Si nos fijamos en sus frescos de la capilla de Nicolás V en el Vaticano, los espacios se ensanchan abriendo vacíos para expresar el sentimiento del tiempo remoto, de la distancia histórica de los hechos evocados, y la perspectiva se convierte en un medio para separar dos tiempos sucesivos o dos capítulos de un relato.
En cambio, la luz sí tiene en la obra de Fra Angelico una existencia real: no tiene origen terreno, brota de los cuerpos celestes y carece de cantidad, así que no puede graduarse ni propagarse. Influye, como hará en Piero della Francesca, en los colores, modulándolos del claro al oscuro, modificándolos y transformándolos en otros.
Para el monje florentino, la presencia de la luz en la tierra obedece a una razón providencial: nos permite ver la naturaleza a la vez que purifica nuestra experiencia sensorial, restituyendo a las cosas creadas su perfección originaria y restableciendo la armonía entre lo terreno y lo celestial.

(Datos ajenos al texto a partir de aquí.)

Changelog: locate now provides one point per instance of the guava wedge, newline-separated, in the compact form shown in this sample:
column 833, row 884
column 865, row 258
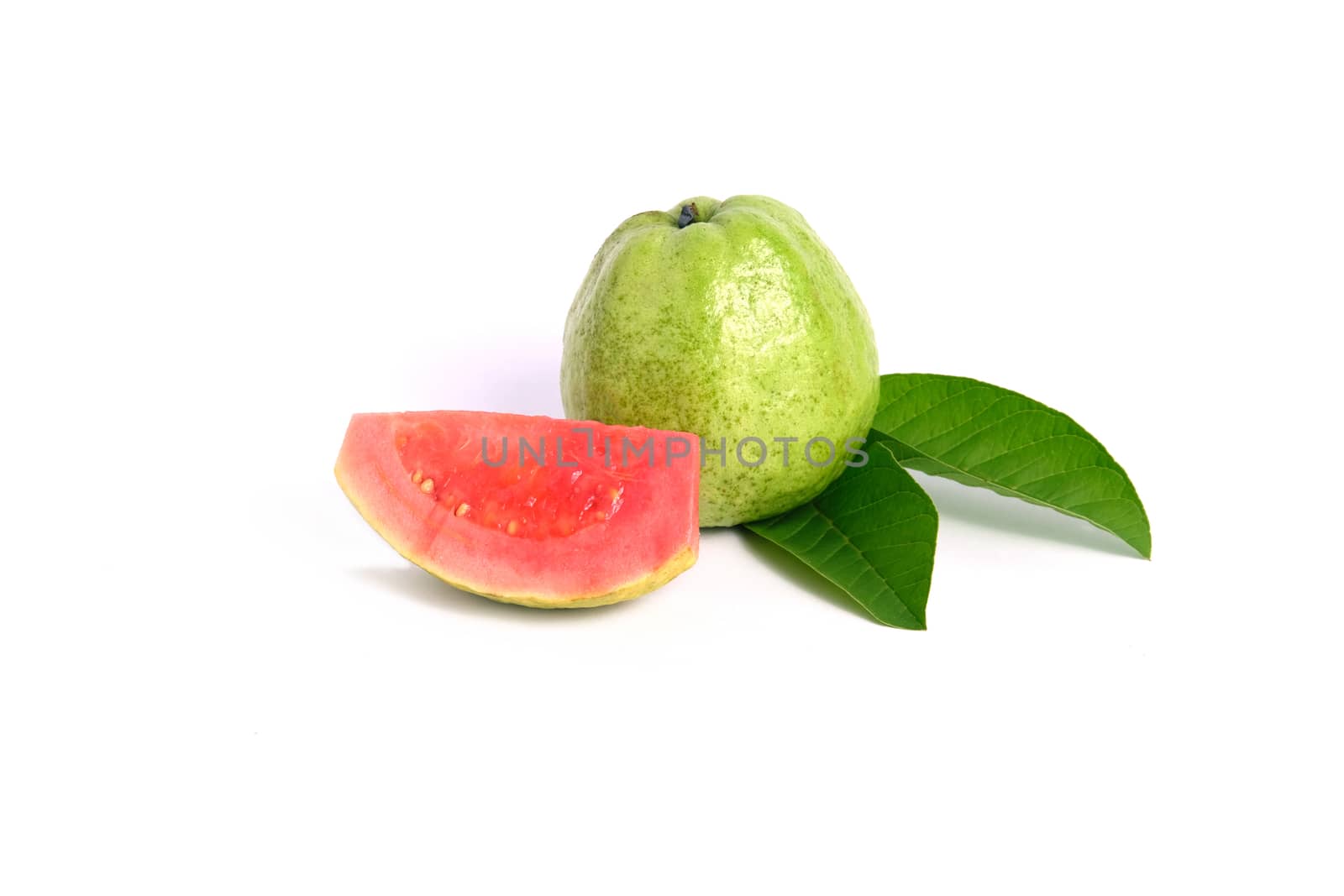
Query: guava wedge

Esa armonía se sitúa en el fondo del conjunto de su obra. Para él, el proceso de creación sirve para eliminar las falsas apreciaciones terrenas de la realidad, la sensualidad: es un proceso tan intelectual como moral. Su canon de belleza no obedece a normas proporcionales aceptadas a priori: busca la pureza eliminando cualquier trazo sensual o sensorial, sometiendo la pintura a una decantación interior. Su ideal es que cada uno de los elementos representados inciten a la más noble de nuestras facultades: el deseo del bien.